The defeated can only dream of such anxious fantasies. They are ruled instead by the poison of resentment. This is a buried feeling of rancor stemming from the fear of their own aggression. Powerless to take revenge, incapable of retaliating, and prevented from a reckoning, they are seized by a mentality which, as Max Scheler put it, is “caused by the systematic repression of certain emotions and affects which, as such, are normal components of human nature.”4 They rail against the regime of unscrupulous locusts who are totally indifferent to the fate of the workers, and they mourn the good old days of industrial paternalism; they bemoan the devastation wrought by a mass culture of fashion and fast-food chains, and they attend vinyl nights and collect illuminated editions of books; they revolt against the capitalism on credit of private deficit spending and dream of a full-reserve economy of honest businessmen.

This feeds a sense of grievance that finds reason for complaint everywhere. They are, like “most of us,” the ones who have fallen behind in the scrum for the few positions at the top. Resentment literally means to resense a past injury, defeat, or degradation – and there is always a fear of being totally contaminated by this gnawing feeling.

In Theodor W. Adorno’s study of the “authoritarian personality,” which was produced with Else Frenkel-Brunswik, Daniel Levinson, and R. Nevitt Sanford, Adorno attributed resentment to a rebellious impulse against a system of life that has become impossible and obstructed. One must assert the rebel within oneself in order to be able to identify in any way with the existing system. And the system of selection in the winner-take-all society is outweighed by the fact that inferior characters can reach the top and take everything. One characteristic of the “usurpation complex”5 is a hatred for winners who are the same as you. If they were “alpha” types against whom you never stood a chance, then you could put your mind at ease. But when faced with so many duds calling the shots, the losers who wind up with nothing fly into a rage. They hate the system, democracy, and capitalism in equal measure.
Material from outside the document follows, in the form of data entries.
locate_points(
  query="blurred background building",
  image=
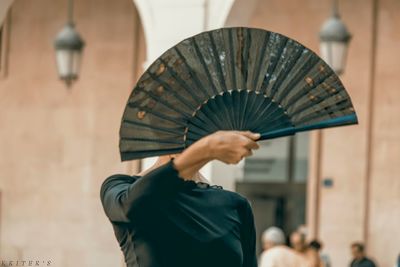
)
(57, 145)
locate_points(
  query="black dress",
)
(162, 220)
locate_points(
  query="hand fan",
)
(231, 79)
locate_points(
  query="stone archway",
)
(4, 7)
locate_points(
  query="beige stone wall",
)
(58, 145)
(364, 203)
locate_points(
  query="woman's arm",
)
(124, 197)
(227, 146)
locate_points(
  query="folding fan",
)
(231, 79)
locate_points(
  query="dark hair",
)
(315, 244)
(359, 246)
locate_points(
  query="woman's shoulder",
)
(115, 180)
(238, 199)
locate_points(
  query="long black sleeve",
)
(248, 237)
(124, 196)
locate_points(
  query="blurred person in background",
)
(359, 257)
(315, 256)
(298, 242)
(276, 253)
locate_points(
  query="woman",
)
(166, 217)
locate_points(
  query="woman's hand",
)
(227, 146)
(232, 146)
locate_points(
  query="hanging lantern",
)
(334, 41)
(68, 45)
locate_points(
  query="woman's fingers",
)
(251, 135)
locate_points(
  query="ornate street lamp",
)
(334, 41)
(68, 45)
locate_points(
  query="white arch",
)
(4, 7)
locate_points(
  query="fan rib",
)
(328, 110)
(142, 139)
(220, 72)
(285, 72)
(147, 110)
(192, 73)
(268, 109)
(232, 56)
(260, 61)
(272, 65)
(202, 121)
(201, 59)
(306, 67)
(245, 58)
(243, 96)
(152, 127)
(307, 105)
(171, 90)
(219, 99)
(181, 82)
(160, 100)
(300, 93)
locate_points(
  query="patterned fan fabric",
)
(231, 79)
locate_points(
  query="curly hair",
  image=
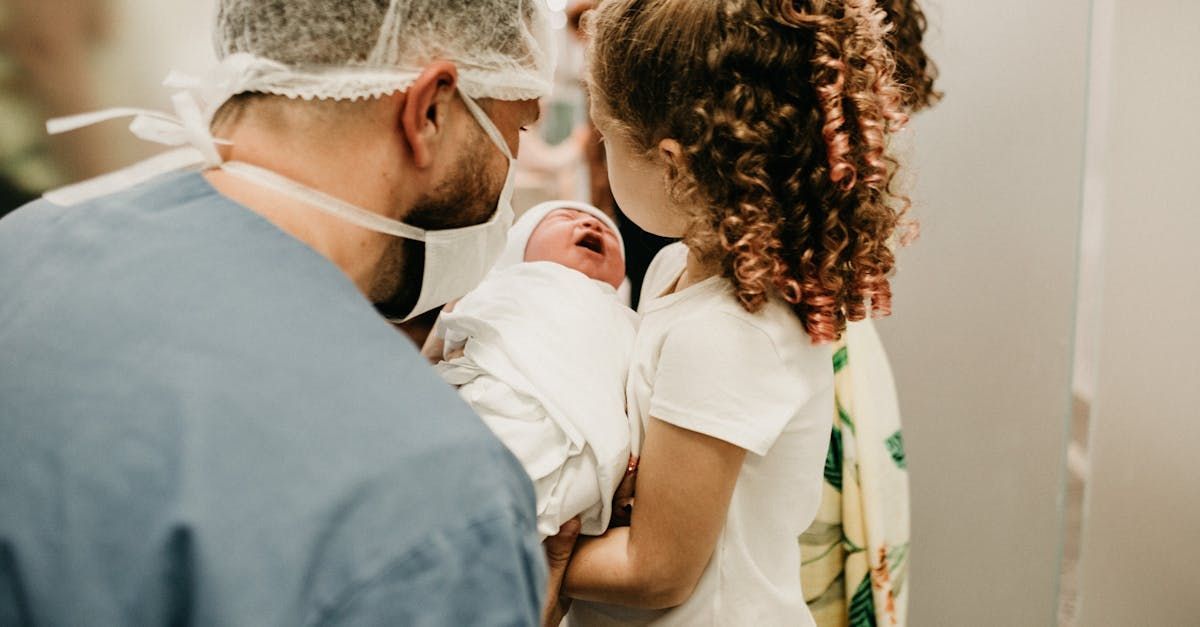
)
(915, 70)
(784, 109)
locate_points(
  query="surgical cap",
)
(353, 49)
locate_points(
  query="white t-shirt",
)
(702, 363)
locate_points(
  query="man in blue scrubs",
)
(204, 418)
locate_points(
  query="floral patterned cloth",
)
(856, 553)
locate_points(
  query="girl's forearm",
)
(604, 569)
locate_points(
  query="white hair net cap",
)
(352, 49)
(331, 49)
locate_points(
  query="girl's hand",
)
(623, 501)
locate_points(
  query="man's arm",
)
(487, 573)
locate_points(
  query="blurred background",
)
(1045, 333)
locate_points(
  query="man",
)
(203, 416)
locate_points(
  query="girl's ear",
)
(671, 153)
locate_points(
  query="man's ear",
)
(426, 108)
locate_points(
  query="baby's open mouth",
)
(593, 242)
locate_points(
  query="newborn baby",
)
(541, 352)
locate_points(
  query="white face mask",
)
(456, 260)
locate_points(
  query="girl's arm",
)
(684, 485)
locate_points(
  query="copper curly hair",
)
(784, 109)
(915, 70)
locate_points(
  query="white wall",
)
(1140, 542)
(982, 338)
(150, 39)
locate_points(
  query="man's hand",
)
(558, 555)
(623, 500)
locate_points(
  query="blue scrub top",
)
(204, 422)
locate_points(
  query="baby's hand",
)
(623, 501)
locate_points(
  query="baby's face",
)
(581, 242)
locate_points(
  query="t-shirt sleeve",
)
(721, 376)
(489, 573)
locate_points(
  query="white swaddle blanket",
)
(545, 358)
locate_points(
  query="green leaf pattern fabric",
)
(855, 556)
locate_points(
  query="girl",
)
(757, 131)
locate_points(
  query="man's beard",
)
(462, 201)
Sociology has a long tradition of resentment toward ressentiment,6 one which, following Nietzsche, is played out between men of sovereignty and men of resentment. While the man of resentment is characterized by anxiety, pettiness, and doggedness on account of his inhibited revenge, the “noble man” has vanquished the fear of his great desires and liberated himself from the “spirit of revenge.”

From a psychoanalytical point of view, Nietzsche’s “war against shame” can be identified as the source of his devastating critique of resentment.7 Those who lose out to a societal trend are filled with shame at their defeat and destined to succumb to self-poisoning through a soul that “squints,” as Nietzsche puts it. They always see what is awry, unsuccessful, and obstructed first, and in doing so they rob themselves of happiness out of a fear of their own feelings.
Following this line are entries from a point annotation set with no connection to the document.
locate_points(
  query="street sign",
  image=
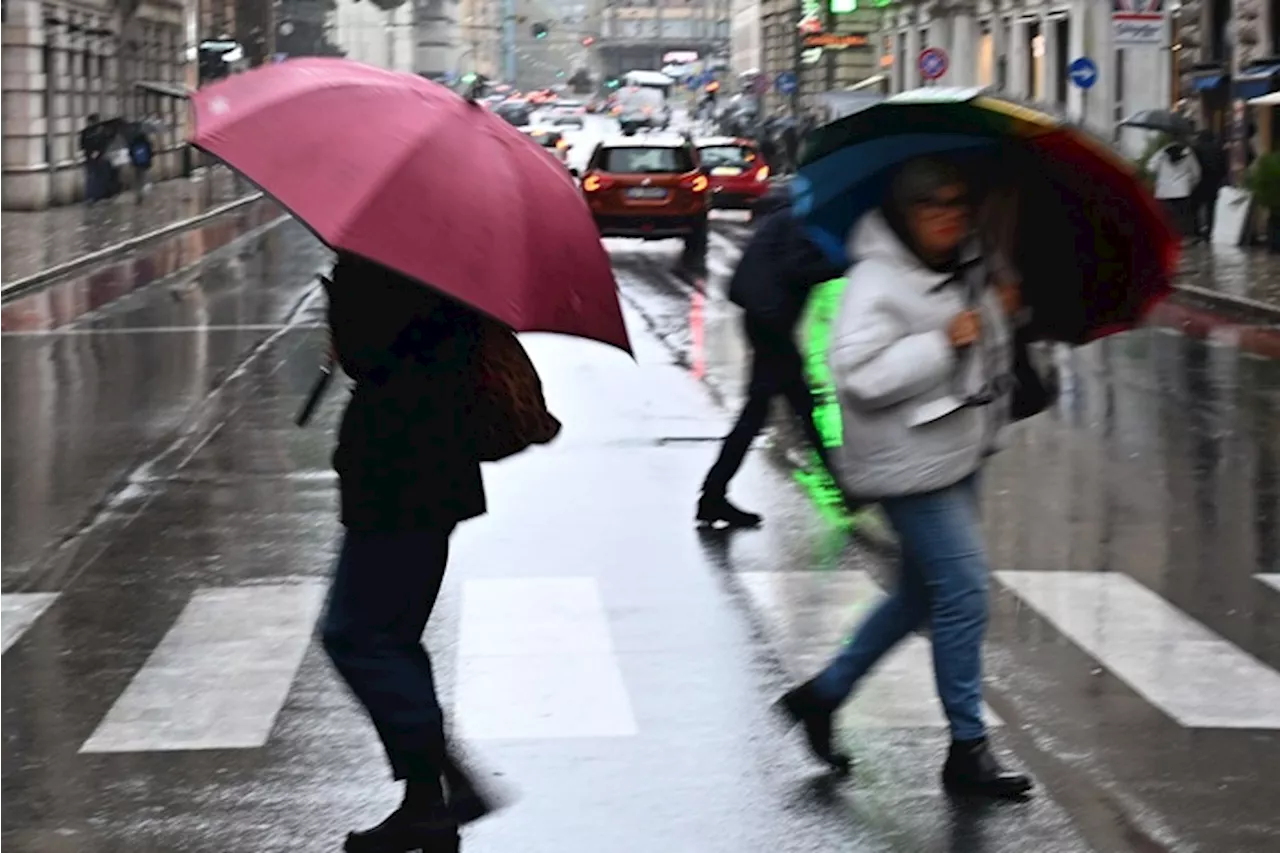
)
(1083, 72)
(933, 63)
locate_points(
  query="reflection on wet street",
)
(167, 534)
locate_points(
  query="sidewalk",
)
(1233, 270)
(35, 241)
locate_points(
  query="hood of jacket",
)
(873, 240)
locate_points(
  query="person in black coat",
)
(1214, 173)
(408, 474)
(772, 282)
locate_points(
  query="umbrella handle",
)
(318, 391)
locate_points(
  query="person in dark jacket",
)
(772, 282)
(408, 475)
(94, 142)
(1214, 174)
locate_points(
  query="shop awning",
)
(1255, 82)
(1206, 82)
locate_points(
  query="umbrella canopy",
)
(406, 173)
(1162, 122)
(1093, 249)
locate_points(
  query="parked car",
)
(737, 172)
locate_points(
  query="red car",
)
(649, 187)
(737, 172)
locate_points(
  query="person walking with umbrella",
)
(1178, 176)
(772, 281)
(408, 475)
(920, 356)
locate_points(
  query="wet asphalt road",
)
(165, 534)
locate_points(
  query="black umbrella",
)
(1161, 121)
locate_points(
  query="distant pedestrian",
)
(141, 156)
(1178, 174)
(1215, 169)
(920, 357)
(407, 475)
(772, 281)
(94, 142)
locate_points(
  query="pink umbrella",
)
(406, 173)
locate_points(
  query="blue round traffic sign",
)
(933, 63)
(1083, 72)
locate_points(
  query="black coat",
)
(778, 269)
(405, 457)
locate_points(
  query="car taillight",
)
(698, 183)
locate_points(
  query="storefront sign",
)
(1138, 23)
(836, 42)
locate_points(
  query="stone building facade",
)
(67, 59)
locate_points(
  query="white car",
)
(568, 114)
(552, 141)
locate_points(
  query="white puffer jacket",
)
(900, 382)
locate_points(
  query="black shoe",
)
(973, 770)
(407, 829)
(716, 507)
(803, 707)
(466, 802)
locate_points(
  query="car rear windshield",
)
(726, 155)
(640, 160)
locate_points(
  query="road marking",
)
(536, 661)
(19, 611)
(1185, 670)
(159, 329)
(219, 676)
(809, 614)
(1270, 580)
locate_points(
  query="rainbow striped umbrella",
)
(1093, 247)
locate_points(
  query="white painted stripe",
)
(1185, 670)
(219, 676)
(809, 614)
(158, 329)
(19, 611)
(536, 661)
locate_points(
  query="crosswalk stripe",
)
(219, 676)
(807, 616)
(1270, 580)
(1182, 667)
(19, 611)
(536, 661)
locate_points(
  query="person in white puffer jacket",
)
(920, 357)
(1178, 174)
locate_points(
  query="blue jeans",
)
(942, 582)
(383, 593)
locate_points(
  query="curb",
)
(92, 259)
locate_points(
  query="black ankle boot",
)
(973, 770)
(803, 707)
(716, 507)
(466, 802)
(408, 828)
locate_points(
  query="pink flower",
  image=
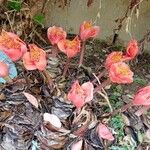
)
(12, 45)
(4, 70)
(70, 48)
(132, 49)
(56, 34)
(79, 95)
(120, 73)
(35, 59)
(114, 57)
(142, 97)
(104, 132)
(87, 30)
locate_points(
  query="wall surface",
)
(103, 13)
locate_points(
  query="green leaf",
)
(39, 19)
(14, 5)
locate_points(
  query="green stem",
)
(82, 54)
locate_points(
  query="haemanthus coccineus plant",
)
(12, 45)
(87, 30)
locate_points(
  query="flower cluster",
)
(34, 57)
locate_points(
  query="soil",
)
(21, 124)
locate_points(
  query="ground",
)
(21, 124)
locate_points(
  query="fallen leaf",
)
(31, 99)
(52, 119)
(77, 145)
(104, 132)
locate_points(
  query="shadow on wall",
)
(104, 13)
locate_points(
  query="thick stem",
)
(8, 79)
(66, 66)
(55, 51)
(99, 87)
(82, 54)
(101, 74)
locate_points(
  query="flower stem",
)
(100, 75)
(66, 66)
(142, 110)
(99, 87)
(82, 53)
(48, 77)
(54, 51)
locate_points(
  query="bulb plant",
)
(116, 66)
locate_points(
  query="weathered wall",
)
(71, 16)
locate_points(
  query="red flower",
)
(12, 45)
(142, 97)
(35, 59)
(114, 57)
(88, 31)
(79, 95)
(56, 34)
(70, 48)
(104, 132)
(120, 73)
(132, 49)
(4, 70)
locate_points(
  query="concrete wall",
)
(72, 15)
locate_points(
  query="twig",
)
(82, 53)
(107, 99)
(99, 88)
(142, 110)
(48, 77)
(122, 109)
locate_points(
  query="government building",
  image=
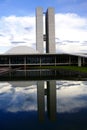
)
(24, 57)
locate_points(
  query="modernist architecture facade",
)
(23, 58)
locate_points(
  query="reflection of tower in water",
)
(50, 92)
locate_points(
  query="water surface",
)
(44, 105)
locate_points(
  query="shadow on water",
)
(42, 100)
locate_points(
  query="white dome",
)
(21, 50)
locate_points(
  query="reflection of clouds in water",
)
(71, 96)
(16, 99)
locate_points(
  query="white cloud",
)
(21, 31)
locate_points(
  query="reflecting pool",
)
(43, 105)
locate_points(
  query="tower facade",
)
(49, 30)
(39, 30)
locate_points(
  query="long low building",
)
(26, 57)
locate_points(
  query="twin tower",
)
(49, 36)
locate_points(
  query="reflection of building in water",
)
(50, 92)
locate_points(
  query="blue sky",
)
(26, 7)
(17, 23)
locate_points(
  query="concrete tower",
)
(49, 28)
(50, 31)
(39, 30)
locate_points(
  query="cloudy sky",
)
(17, 24)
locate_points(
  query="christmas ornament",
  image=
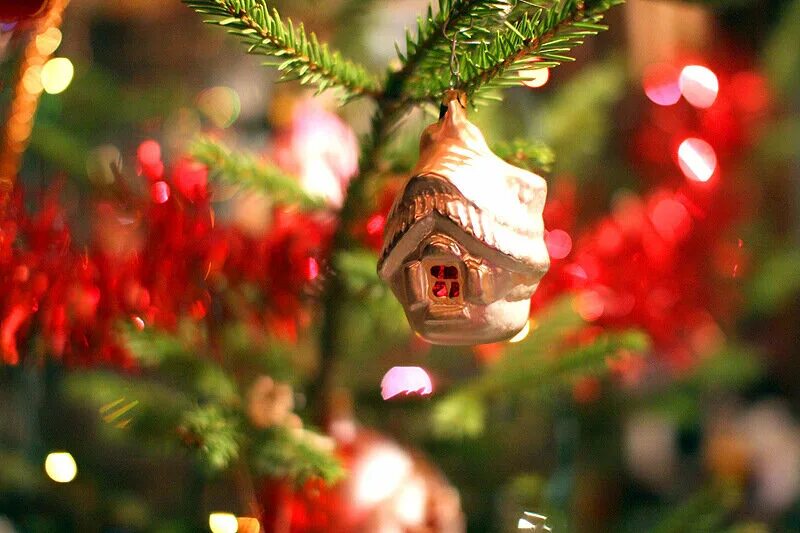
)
(463, 244)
We can accept the winner-take-all society as an honest description of the expansion of the capitalist principle of the ruthless selection of elites, and we can even praise it as a way of discovering outstanding performers. But this total mobilization of competitive energies comes at a social cost – namely, the proliferation of a post-competitive embitterment disorder8 among the second- and third-place competitors who view themselves as humiliated losers. Their swallowed revenge motif manifests itself in a loss of drive, a tendency to withdraw, and an attitude of being offended by life itself. They just wanted a place in the sun like everyone else, but instead they were passed over, embarrassed, and rejected. All of this lodges so deeply and so firmly because those who were eliminated and passed over feel that the fundamental assumptions of fair play have been violated.
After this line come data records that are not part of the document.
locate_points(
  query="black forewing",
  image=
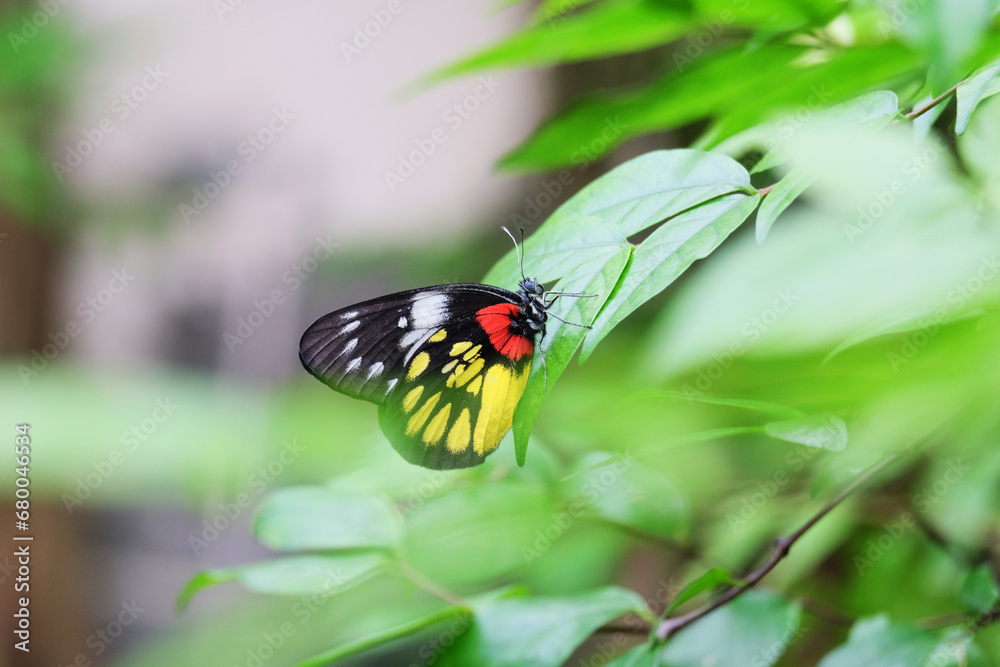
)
(361, 350)
(393, 418)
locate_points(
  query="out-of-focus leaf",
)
(629, 494)
(387, 634)
(637, 656)
(875, 641)
(541, 632)
(704, 88)
(757, 628)
(777, 200)
(774, 409)
(979, 590)
(925, 319)
(320, 518)
(710, 580)
(949, 33)
(296, 575)
(984, 83)
(618, 26)
(824, 431)
(584, 245)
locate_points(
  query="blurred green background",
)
(184, 188)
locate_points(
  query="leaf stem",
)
(671, 626)
(920, 111)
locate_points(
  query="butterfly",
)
(446, 364)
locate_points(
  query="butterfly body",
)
(445, 364)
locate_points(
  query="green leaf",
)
(584, 245)
(201, 581)
(637, 656)
(949, 33)
(712, 579)
(610, 28)
(629, 494)
(823, 431)
(777, 200)
(874, 641)
(388, 634)
(774, 409)
(321, 518)
(982, 84)
(540, 632)
(922, 317)
(754, 629)
(666, 254)
(296, 575)
(979, 590)
(681, 96)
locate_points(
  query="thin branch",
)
(670, 626)
(920, 111)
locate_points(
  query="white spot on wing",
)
(428, 310)
(351, 344)
(411, 337)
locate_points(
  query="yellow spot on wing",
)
(410, 401)
(501, 392)
(418, 365)
(417, 420)
(458, 437)
(461, 377)
(435, 429)
(459, 348)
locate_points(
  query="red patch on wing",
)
(495, 321)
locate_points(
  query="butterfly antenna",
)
(517, 250)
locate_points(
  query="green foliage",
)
(859, 321)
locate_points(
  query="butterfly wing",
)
(441, 362)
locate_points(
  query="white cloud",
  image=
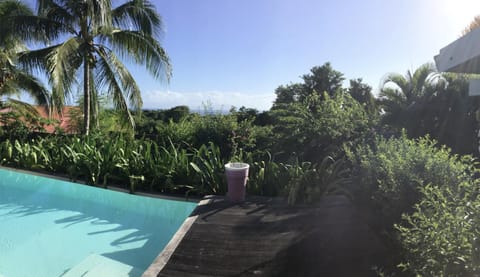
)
(215, 100)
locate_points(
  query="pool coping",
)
(110, 187)
(161, 260)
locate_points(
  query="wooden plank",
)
(265, 237)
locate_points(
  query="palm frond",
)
(21, 107)
(143, 49)
(139, 14)
(35, 28)
(119, 83)
(62, 63)
(99, 12)
(33, 87)
(57, 13)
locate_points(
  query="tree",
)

When it comes to socially important competitions, one person can’t take it all. Just as schools have grading scales, there are always top, middle, and lower ranks. Even those who are out for victory must have a shot at a recognized midfield position. A performance society needs a culture of success that rewards the winners without demeaning the losers. Otherwise the fear of losing out will only produce resignation and bitterness.